Maximum likelihood estimation for ordinal variables by generating expected covariance and mean matrices for the latent continuous variables underlying the set of ordinal variables, then integrating the multivariate normal distribution defined by those covariances and means. The likelihood for each row of the data is defined as the multivariate integral of the expected distribution over the interval defined by the thresholds bordering that row’s data. OpenMx uses Alan Genz’s SADMVN routine for multivariate normal integration (see http://www.math.wsu.edu/faculty/genz/software/software.html for more information).

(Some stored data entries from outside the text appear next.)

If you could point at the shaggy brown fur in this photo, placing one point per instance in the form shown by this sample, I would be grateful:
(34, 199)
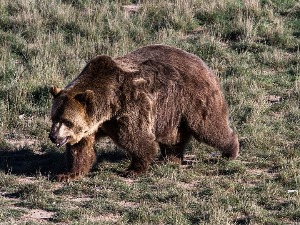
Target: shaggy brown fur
(156, 97)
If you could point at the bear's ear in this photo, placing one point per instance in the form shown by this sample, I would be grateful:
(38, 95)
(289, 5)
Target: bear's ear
(85, 97)
(55, 91)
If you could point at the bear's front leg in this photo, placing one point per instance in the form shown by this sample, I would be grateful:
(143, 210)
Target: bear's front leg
(142, 148)
(79, 158)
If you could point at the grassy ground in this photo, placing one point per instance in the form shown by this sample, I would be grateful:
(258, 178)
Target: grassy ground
(253, 46)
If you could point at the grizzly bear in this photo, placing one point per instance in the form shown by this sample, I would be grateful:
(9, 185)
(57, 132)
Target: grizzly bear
(156, 97)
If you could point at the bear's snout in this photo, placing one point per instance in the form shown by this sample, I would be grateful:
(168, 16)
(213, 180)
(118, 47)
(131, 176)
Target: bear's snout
(58, 141)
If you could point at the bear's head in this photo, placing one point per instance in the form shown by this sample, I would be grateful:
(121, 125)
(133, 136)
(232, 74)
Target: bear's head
(72, 116)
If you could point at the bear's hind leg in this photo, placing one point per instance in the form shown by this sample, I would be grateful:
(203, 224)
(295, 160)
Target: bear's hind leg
(174, 153)
(79, 158)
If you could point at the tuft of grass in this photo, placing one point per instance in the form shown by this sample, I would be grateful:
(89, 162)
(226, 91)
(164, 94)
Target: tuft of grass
(252, 46)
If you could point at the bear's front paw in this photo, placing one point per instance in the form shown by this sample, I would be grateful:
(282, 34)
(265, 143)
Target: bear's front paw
(66, 177)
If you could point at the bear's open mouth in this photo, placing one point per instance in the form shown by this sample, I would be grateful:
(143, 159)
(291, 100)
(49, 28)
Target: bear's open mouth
(62, 142)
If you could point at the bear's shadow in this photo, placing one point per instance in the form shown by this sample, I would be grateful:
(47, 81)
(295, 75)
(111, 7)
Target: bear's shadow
(49, 163)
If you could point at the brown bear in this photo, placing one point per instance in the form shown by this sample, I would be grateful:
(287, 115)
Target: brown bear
(156, 97)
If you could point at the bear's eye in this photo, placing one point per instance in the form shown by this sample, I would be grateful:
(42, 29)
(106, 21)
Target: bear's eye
(68, 123)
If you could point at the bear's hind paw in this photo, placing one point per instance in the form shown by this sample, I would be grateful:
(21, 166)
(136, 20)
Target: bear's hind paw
(66, 177)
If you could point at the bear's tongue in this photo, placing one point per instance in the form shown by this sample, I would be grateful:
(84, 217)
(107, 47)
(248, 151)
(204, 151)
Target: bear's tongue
(61, 142)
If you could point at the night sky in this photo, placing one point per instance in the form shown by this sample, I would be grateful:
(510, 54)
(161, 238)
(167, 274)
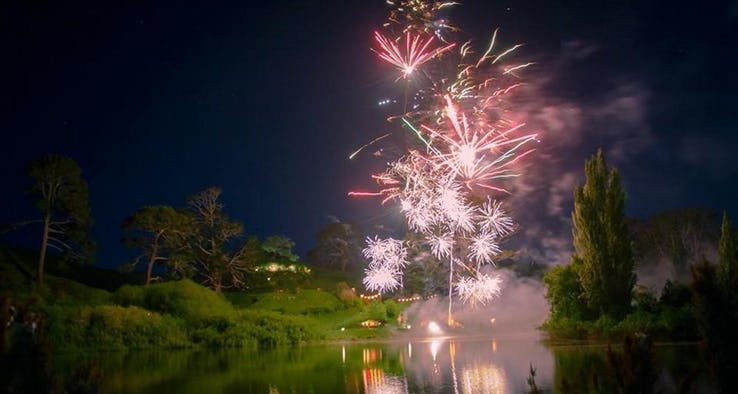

When continuous variables are present, OpenMx utilizes a block decomposition to separate the continuous and ordinal covariance matrices for FIML. The likelihood of the continuous variables is calculated normally. The effects of the point estimates of the continuous variables is projected out of the expected covariance matrix of the ordinal data. The likelihood of the ordinal data is defined as the multivariate integral over the distribution defined by the resulting ordinal covariance matrix.